If set-up has selected to use PMI machine learning algorithms, the driver detection will be automated based on seasons and day of the week. It will create different drivers per segment and, if units/covers are used, separate drivers for these. This is recommended for properties with at least 1 year of historic data in PMI. It is possible to use ML (Machine Learning) drivers with only 5 weeks of history, but the accuracy will increase as the amount of historic data available increases. 

To view the drivers being used: 

  1. Go to tools. Select ’Driver based’  
  1. Use the graph to review the results and evaluate the usefulness of the drivers. You cannot make any edits to drivers when ML drivers are activated. Consider if your department could achieve a more accurate forecast with a manual driver. 
    1. ML drivers are detecting correlations between the department’s historical covers/units/revenue and other departments/segments (sources).

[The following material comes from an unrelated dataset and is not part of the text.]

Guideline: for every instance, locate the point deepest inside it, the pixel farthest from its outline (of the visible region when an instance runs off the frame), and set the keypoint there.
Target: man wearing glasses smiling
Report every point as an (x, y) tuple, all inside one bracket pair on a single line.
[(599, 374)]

There can be more than one source per day of the week which can make it difficult for humans to understand the correlations. We therefore recommend using the graph for a general evaluation of the accuracy of the drivers, instead of checking the sources in the table. 

Manual drivers are usually used for new properties with less than 1 year of historical data available, or for properties that have recently been through significant changes that make historic patterns an unreliable source for future.  

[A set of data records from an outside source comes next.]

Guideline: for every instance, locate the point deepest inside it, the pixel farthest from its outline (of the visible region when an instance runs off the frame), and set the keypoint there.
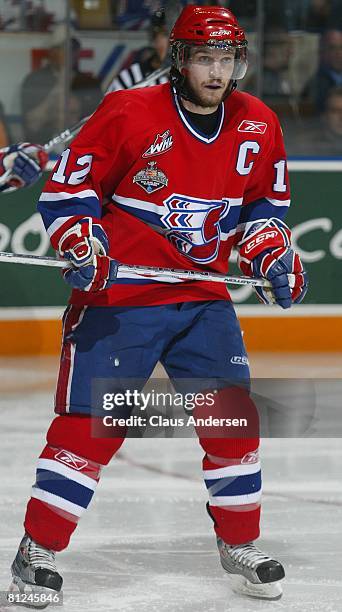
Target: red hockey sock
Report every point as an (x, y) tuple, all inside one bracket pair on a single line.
[(68, 471), (231, 468)]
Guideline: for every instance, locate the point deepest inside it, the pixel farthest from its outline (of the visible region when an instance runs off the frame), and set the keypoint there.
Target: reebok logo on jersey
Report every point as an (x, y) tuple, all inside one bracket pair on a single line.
[(252, 457), (259, 240), (239, 360), (256, 127), (76, 463), (162, 143)]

To create a manual driver:  

  1. Go to Tools and select Driver based
  2. Use the drop-down menus to define which segment (if enabled) you want to build a driver for.  
  3. Choose the source. You can also define which segments within the source you want to build the driver from. 
    1. Choose if you want the calculations by weekdays or just as a total (unticked radio box). 
  4. After you have defined settings, click on the + sign and the rule for this segment is moved up in the rate grid list. You may build several drivers for one segment or department. 
  5. After all the rules have been created, choose if you want the entire forecast to be based on the rule. 100% means everything, but if you want to revise e.g., 30% of the revenue manually, change the cell with percentage to 70. If you have a positive change in the revenue with 10% on specific days or in total, you can change the percentage to 110%. 
  6. Applicable for covers only: Define capture ratio for both cover/units and rates. You may untick both these buttons if desired. 
  7. Applicable for covers only: An easy way of letting the system help you is by clicking on one of the two blue buttons, From Budget or From History.  From Budget means that PMI splits the budgeted data per day based on last year’s actual figures. It will suggest the same average check, but different number of covers each day. In other words, PMI calculates the budgeted capture ratio of occupancy; e.g., if your budget is 100 covers and guest nights are budgeted at 1000, the capture ratio would be 10%. This is usually recommended to new hotels that don’t have any historical data. 
  8. Applicable for covers only: From History means that PMI calculates each departmental segment individually, giving you different averages for each segment, and different average rates, based on last year’s actual figures. For example, if you had 10 guests on average, last year on Mondays, and the guest night occupancy was, on average, 100, PMI will calculate 10% of guest nights as the capture ratio for this period. 
  9. You may calculate for just some of the rules as well. Use the radio button next to the rule to activate or deactivate for calculation. 
  10. You may manually revise the ratios directly in the cells at any time. You can also make a New Period for different seasons that influence the average revenue. For example, summer is a slow season with guests spending less money, on average, in the restaurant, than in the autumn with conference guests on average spending more. 
  11. Make sure that you save the changes.